Now that configuration is complete, we initialize and start the cluster. - namenode -format: Initializes the DFS filesystem structure. This should only be done once. - start-all.sh: Starts all Hadoop daemons. - jps: Checks running Java processes to verify everything started correctly.
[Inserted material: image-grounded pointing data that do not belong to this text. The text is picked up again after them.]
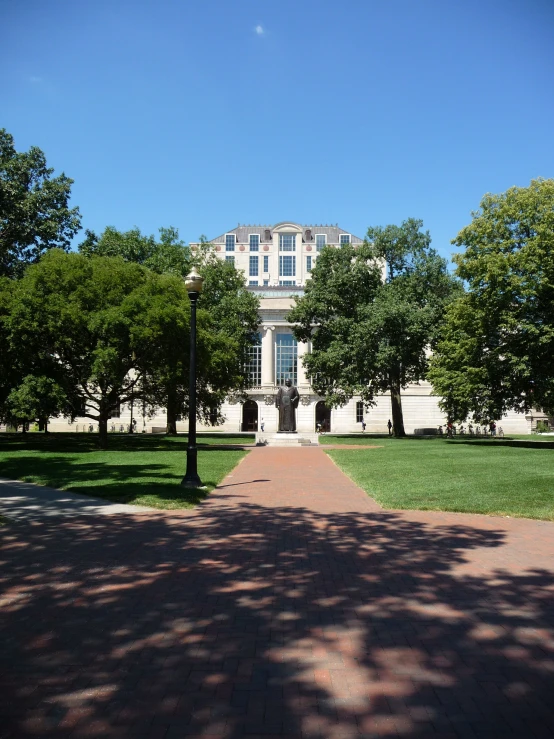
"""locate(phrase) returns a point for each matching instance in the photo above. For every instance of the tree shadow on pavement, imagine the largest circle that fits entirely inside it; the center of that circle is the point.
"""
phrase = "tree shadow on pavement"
(253, 621)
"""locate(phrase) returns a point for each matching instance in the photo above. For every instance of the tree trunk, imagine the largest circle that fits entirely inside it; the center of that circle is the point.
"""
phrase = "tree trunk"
(171, 429)
(396, 405)
(103, 433)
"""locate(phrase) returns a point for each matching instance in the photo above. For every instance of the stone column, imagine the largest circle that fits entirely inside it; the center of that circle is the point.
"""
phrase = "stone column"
(302, 350)
(268, 354)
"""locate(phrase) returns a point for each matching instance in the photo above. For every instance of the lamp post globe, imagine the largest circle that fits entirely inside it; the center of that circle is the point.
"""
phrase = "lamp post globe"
(193, 284)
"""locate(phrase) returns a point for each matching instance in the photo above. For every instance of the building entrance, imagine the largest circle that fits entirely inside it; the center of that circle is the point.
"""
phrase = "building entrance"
(249, 416)
(322, 417)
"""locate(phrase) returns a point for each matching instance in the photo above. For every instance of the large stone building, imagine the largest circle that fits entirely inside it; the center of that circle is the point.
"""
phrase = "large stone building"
(276, 262)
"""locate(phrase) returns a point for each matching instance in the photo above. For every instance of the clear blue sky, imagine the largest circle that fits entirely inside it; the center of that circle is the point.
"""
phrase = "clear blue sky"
(205, 113)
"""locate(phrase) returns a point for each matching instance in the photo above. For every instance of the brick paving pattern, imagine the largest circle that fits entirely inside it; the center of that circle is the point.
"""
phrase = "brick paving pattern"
(288, 604)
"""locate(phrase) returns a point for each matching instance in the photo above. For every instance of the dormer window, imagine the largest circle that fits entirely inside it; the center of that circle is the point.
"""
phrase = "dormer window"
(287, 242)
(320, 241)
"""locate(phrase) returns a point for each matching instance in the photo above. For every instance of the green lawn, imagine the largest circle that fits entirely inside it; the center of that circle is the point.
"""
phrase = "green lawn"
(471, 476)
(141, 470)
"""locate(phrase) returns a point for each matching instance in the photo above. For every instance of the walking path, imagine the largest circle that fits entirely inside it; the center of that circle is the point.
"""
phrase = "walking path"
(288, 604)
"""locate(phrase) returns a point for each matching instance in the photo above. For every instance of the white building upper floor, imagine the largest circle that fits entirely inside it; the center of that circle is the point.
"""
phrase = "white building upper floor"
(276, 256)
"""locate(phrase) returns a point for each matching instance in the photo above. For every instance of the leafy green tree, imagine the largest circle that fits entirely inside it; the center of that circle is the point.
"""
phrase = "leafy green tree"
(168, 255)
(372, 313)
(98, 324)
(34, 207)
(232, 309)
(498, 340)
(36, 399)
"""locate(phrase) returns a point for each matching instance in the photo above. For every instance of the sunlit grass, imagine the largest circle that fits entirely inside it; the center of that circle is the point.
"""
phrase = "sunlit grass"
(465, 475)
(140, 470)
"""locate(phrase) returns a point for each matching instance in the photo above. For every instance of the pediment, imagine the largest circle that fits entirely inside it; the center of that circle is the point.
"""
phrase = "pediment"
(287, 226)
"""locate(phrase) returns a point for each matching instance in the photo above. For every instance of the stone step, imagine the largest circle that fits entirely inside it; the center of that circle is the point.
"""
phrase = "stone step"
(286, 439)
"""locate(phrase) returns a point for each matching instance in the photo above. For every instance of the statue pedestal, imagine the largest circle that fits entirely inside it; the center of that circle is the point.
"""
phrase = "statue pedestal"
(283, 438)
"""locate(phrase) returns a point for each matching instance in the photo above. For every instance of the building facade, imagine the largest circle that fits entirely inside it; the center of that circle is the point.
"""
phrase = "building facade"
(276, 262)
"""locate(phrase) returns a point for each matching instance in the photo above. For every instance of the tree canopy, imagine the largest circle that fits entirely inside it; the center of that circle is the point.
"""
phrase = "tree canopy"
(372, 313)
(34, 207)
(232, 309)
(96, 326)
(498, 340)
(166, 255)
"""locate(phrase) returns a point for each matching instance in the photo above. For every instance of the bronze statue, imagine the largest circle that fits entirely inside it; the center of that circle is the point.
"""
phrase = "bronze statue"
(287, 402)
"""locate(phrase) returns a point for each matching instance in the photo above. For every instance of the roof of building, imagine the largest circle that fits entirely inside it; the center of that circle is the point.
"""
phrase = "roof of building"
(242, 233)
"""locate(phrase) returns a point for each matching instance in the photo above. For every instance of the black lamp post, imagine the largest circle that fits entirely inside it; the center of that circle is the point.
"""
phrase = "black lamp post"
(193, 284)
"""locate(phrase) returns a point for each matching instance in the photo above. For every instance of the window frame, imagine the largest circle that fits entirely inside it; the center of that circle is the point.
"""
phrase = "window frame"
(292, 246)
(282, 258)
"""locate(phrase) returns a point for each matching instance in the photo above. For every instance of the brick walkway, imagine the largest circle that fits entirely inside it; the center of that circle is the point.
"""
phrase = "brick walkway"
(289, 604)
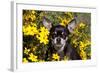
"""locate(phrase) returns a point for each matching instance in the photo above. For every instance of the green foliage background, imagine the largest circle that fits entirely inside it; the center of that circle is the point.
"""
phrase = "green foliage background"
(34, 50)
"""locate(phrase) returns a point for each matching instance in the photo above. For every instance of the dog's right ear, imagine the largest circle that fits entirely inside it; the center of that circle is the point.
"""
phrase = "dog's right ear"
(47, 23)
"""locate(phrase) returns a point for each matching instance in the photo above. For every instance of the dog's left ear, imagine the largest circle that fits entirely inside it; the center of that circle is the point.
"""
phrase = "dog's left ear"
(71, 25)
(47, 23)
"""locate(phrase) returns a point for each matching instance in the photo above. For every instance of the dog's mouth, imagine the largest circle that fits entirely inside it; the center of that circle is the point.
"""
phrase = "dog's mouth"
(58, 45)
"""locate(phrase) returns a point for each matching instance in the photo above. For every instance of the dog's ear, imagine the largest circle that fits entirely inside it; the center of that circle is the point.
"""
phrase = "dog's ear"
(71, 25)
(47, 23)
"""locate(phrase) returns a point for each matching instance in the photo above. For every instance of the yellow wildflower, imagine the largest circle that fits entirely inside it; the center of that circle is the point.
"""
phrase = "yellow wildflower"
(26, 51)
(83, 55)
(43, 35)
(82, 25)
(56, 57)
(32, 57)
(25, 60)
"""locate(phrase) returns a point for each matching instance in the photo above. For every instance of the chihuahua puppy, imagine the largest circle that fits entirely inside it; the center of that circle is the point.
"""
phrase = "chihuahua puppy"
(59, 41)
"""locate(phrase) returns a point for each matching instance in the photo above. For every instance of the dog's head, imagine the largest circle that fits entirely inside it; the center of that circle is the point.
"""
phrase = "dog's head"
(59, 34)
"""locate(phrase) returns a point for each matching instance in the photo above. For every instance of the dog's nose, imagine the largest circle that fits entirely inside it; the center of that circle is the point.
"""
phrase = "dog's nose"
(58, 40)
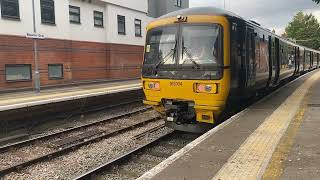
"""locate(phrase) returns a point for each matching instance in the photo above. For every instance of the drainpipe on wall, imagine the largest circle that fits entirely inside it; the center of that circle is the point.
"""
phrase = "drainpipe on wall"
(35, 48)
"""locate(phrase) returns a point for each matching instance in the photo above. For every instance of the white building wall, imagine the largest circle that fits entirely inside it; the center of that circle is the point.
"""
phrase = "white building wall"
(140, 5)
(129, 38)
(61, 29)
(86, 31)
(18, 27)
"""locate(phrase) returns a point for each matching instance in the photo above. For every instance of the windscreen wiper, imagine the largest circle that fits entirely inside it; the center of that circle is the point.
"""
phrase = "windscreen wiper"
(168, 56)
(185, 50)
## Formatting the HDFS filesystem via the NameNode
./bin/hadoop namenode -format

## start hadoop cluster
./sbin/start-all.sh

## test all nodes started
jps

Load data to HDFS

###############################
# to be run as hduser
sudo su - hduser
# create directory on data node
hdfs dfs -mkdir -p /usr/hduser/gutenberg

# copy files from host to datanode
hdfs dfs -copyFromLocal /tmp/gutenberg /usr/hduser

# check if files copied successfully
hdfs dfs -ls  /usr/hduser/gutenberg

Investigate Data/metadata

# data to be found at
ls -lh /app/hadoop/tmp/dfs/data

# metadata to be found at
ls -lh /app/hadoop/tmp/dfs/name

# get size of block
hdfs getconf -confKey dfs.blocksize 
# returns 134217728 (128MB)

# blocks info of file
hdfs fsck /usr/hduser/gutenberg/pg5000.txt -files -blocks -locations

# block info of the big file
hdfs fsck /usr/hduser/gutenberg/pg5000_100.txt -files -blocks -locations

Web UI

Service	URL
NameNode	http://localhost:9870
ResourceManager	http://localhost:8088
## Cluster stats

Finally, we perform a health check report to verify the status of the HDFS nodes and available capacity.

hdfs dfsadmin -report

Run word count using hadoop

hadoop jar share/hadoop/mapreduce/hadoop-mapreduce-examples-3.4.2.jar wordcount /usr/hduser/gutenberg/pg5000.txt /usr/hduser/gutenberg-out

Common pitfalls

If NameNode fails:
- Check JAVA_HOME
- Check permissions
- Check logs in $HADOOP_HOME/logs

Further Experiments

Change block size to 1MB → observe blocks
Change replication to 2 → observe failure
Kill DataNode → observe report